I always thought of the shapefile as an open format, however I cannot be 100% sure for its "openness". I also think that:

a) the (rather justified) term "mostly open" can be translated as "publicly accessible" i.e. without any obvious restrictions to the accessibility of the information itself. Anybody can download a copy without any cost.

b) moreover, a standard is usually something formal and well defined, sometimes abstract, that can be adopted by an organisation (e.g. ISOs are all standards, like the ISO 19115 regarding geospatial metadata)

c) a specification may be (amongst other things) a technical description or an implementation of a standard (e.g. ISO 19115 has an XML/XSD documentation and description)

In this sense, a shapefile is both a type of standard coupled with its specification, as the published document's title implies ("technical description").

If there was a standard related to the shapefile, then it should refer to how the information itself is organised. It should not be tightly coupled with its specification and implementation. A shapefile standard could have other means of implementation.

If someone says that "a shapefile is a widespread format and has become the GIS industry's standard" is a different thing. It does not mean that every single GIS software must support the shapefile format (although that is the trend).

I'd also like to point to the terms included in the PDF of the shapefile's technical description:

Copyright © 1997, 1998 Environmental Systems Research Institute, Inc. All rights reserved.


The information contained in this document is the exclusive property of Environmental Systems Research Institute, Inc. This work is protected under United States copyright law and other international copyright treaties and conventions. No part of this work may be reproduced or transmitted in any form or by any means, electronic or mechanical, including photocopying and recording, or by any information storage or retrieval system, except as expressly permitted in writing by Environmental Systems Research Institute, Inc. All requests should be sent to Attention: Contracts Manager, Environmental Systems Research Institute, Inc., 380 New York Street, Redlands, CA 92373-8100 USA.
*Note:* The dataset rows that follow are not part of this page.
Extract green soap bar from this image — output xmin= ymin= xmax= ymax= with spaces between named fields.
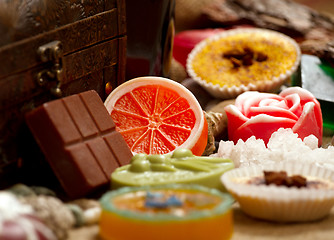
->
xmin=111 ymin=149 xmax=234 ymax=191
xmin=292 ymin=54 xmax=334 ymax=131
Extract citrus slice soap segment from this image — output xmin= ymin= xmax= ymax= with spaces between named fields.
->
xmin=111 ymin=148 xmax=234 ymax=191
xmin=105 ymin=77 xmax=208 ymax=155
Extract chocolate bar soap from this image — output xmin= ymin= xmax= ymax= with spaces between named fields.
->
xmin=26 ymin=90 xmax=132 ymax=198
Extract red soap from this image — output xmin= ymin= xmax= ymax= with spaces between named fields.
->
xmin=26 ymin=90 xmax=132 ymax=198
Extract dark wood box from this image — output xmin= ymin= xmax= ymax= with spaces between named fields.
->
xmin=0 ymin=0 xmax=126 ymax=187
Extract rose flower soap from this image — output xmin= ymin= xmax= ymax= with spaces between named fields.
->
xmin=187 ymin=28 xmax=301 ymax=98
xmin=225 ymin=87 xmax=323 ymax=146
xmin=100 ymin=184 xmax=233 ymax=240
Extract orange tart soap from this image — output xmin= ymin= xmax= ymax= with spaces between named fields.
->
xmin=187 ymin=28 xmax=301 ymax=98
xmin=111 ymin=148 xmax=234 ymax=191
xmin=100 ymin=184 xmax=233 ymax=240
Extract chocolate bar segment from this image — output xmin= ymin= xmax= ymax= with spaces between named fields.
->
xmin=26 ymin=90 xmax=132 ymax=198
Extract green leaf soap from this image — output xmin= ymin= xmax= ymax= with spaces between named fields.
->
xmin=111 ymin=149 xmax=234 ymax=191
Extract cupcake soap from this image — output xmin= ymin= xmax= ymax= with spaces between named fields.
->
xmin=222 ymin=162 xmax=334 ymax=222
xmin=187 ymin=28 xmax=301 ymax=98
xmin=100 ymin=184 xmax=233 ymax=240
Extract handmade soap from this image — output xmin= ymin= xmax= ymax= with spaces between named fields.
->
xmin=293 ymin=55 xmax=334 ymax=131
xmin=99 ymin=184 xmax=234 ymax=240
xmin=111 ymin=148 xmax=234 ymax=191
xmin=26 ymin=90 xmax=132 ymax=197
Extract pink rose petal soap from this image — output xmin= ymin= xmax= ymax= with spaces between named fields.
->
xmin=225 ymin=87 xmax=323 ymax=146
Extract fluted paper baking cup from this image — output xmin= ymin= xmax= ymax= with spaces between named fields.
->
xmin=221 ymin=162 xmax=334 ymax=222
xmin=187 ymin=28 xmax=301 ymax=99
The information contained in this document is subject to change without notice.

If the shapefile description was as open as it could be, then the copyright terms could probably be less strict, especially the ones about reproducing the technical description.

Also there should be a place where changes in the specification should be available to anyone.

Finally, the intention of the published document (as stated) is to provide means of data translators.

To conclude, I think that the widespread adoption of the shapefile will soon make it a clearly open standard. It's up to ESRI to express that in written in a future document or a license agreement.